La nuova tendenza credo che riavvicinerà il pubblico al cinema, con un gran beneficio sia per il mercato che per le idee. Anche se fare pronostici è piuttosto difficile poiché il pubblico è la cosa più eterogenea che esiste, ci sono tanti pubblici per tante proposte. E’ un po’ diminuito e, cosa grave, si va adattando all’abbassamento della qualità; quello stesso pubblico che una volta aveva buon occhio per il racconto, per la qualità dell’immagine… Prima del film” Un’altra vita” non avevo mai girato a Roma e devo ammettere che delle particolari difficoltà ci sono, la gente per esempio qui sa cosa stai facendo ed ha imparato a chiedere molti soldi dando in cambio pochissimo aiuto.
Cinecittà non mi ha mai attratto come luogo mitico del cinema, anche perché la mia generazione non è cresciuta pensando che il cinema venisse da lì.
Il cinema italiano più’ bello è stato un cinema fatto per strada. Certo la prima volta che ci sono andato, come avviene a chiunque per qualcosa di cui ha sentito tanto parlare, sono rimasto a guardare pensando di vedere scaturire dai muri chissà quale visione. Invece per il film “Un’altra vita” mi è capitato di lavorare otto mesi a Cinecittà, tra preparazione, riprese di qualche scena, e montaggio. E mi ci sono affezionalo!
A differenza di Roma è un luogo disteso, aperto. Mi sono affezionato ai suoi pini marittimi, al profumo di pineta: stando lì mi accorgevo del cambio delle stagioni, cosa che a Roma solitamente non accade. E dopo questa felice esperienza, la mia opinione è cambiata; spero di poter lavorare ancora a Cinecittà, mi piace, li esiste una realtà artigiana all’interno della quale mi sono trovato bene.
Credo che lo spirito corretto nel lavoro del cinema sia quello dell’artigiano che cerca sempre, nella pratica, di migliorare il proprio mestiere.

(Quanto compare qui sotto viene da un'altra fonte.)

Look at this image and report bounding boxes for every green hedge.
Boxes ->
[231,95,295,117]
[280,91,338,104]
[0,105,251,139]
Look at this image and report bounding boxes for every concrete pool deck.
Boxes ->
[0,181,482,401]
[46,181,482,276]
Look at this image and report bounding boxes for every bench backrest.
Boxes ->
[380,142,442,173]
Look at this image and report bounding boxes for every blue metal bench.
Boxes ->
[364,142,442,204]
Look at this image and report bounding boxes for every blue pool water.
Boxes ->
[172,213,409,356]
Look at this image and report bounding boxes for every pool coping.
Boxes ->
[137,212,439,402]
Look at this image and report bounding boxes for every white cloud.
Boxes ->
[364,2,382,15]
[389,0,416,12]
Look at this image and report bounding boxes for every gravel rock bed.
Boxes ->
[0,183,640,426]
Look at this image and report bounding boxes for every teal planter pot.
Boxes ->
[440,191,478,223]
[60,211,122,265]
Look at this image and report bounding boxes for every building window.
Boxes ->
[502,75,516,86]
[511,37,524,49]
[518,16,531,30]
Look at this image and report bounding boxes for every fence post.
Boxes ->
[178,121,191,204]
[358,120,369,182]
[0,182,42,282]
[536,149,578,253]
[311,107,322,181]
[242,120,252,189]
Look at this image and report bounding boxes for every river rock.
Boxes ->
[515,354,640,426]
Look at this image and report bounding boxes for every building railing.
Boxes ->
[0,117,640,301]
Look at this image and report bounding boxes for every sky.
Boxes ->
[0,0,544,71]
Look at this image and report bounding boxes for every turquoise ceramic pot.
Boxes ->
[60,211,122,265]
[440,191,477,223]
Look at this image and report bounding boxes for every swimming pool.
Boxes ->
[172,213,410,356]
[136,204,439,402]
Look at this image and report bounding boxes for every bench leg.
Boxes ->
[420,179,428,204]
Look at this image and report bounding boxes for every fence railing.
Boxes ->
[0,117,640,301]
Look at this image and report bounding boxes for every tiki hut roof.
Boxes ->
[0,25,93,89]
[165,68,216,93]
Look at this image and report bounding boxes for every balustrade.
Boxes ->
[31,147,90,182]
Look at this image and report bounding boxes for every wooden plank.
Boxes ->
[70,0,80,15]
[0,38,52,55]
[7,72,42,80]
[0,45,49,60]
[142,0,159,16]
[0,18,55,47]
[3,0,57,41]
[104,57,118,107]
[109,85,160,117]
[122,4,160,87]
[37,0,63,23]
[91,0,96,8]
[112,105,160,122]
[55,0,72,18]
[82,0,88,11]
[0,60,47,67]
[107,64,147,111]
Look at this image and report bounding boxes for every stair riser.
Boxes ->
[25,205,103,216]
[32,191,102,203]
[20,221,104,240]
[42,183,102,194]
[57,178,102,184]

Ed il cinema italiano nel suo aspetto migliore è una grande bottega artigiana, così come, quando si esprime al peggio, vorrebbe essere un’industria, ma non lo è.

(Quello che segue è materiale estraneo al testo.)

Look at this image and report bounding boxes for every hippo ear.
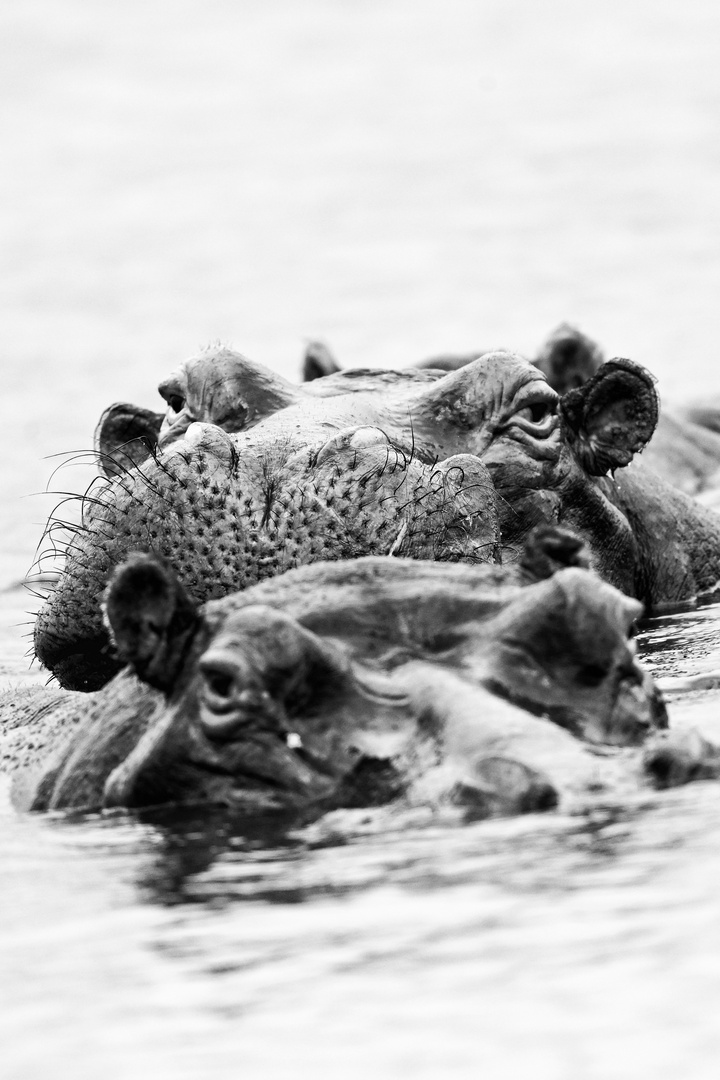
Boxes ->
[94,402,163,478]
[560,359,658,476]
[533,323,604,395]
[302,341,340,382]
[103,554,200,693]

A proposito della Roma che fa o meno cultura, penso che la città non sia collegata ai circuiti internazionali, come una capitale meriterebbe di essere. Il nutrimento culturale della gente è stato trascurato da chi se ne sarebbe dovuto interessare.
Roma è lontana ed isolata rispetto ad altre capitali europee. Qui le persone che si occupano di cultura, si incontrano solo per caso, mi sembra che la tendenza sia all’isolamento. La chiusura tra i vari mondi è un brutto sintomo; proprio di questi anni, e di conseguenza anche chi dovrebbe “fare cultura” è a suo modo isolato. Sarebbe importante invece che ci fossero circolazioni di energia, di idee. Non esistono luoghi d’incontro, io ne sento la mancanza.
Fino a poco tempo fa, per quello che ne so, c’erano luoghi più di moda che di circolazione di idee, per cui un po’ tutti spaventati da questo hanno teso ad evitare di frequentarli. Leggevo qualche giorno fa che in Germania alcuni scrittori, in questi giorni di ricorrenza delle tremende faccende che hanno segnato l’inizio del nazismo, sono andati nei luoghi dove vivono gli emarginati, e hanno letto pubblicamente le loro opere con l’intento di dimostrare, in qualche modo, un’adesione, una partecipazione.
Quest’atto esprime quanto meno il bisogno disperato di entrale in relazione con la realtà che li circonda, con le cose che succedono.
In Italia non accade facilmente che degli artisti prendano iniziative simili e se accade non avviene mai in modo spontaneo, forse perché altrove si vivono mutazioni epocali che noi non vediamo concretamente. Qui l’unico luogo di socialità e di scambio di idee sono i giornali e la televisione, il che mi sembra davvero troppo poco.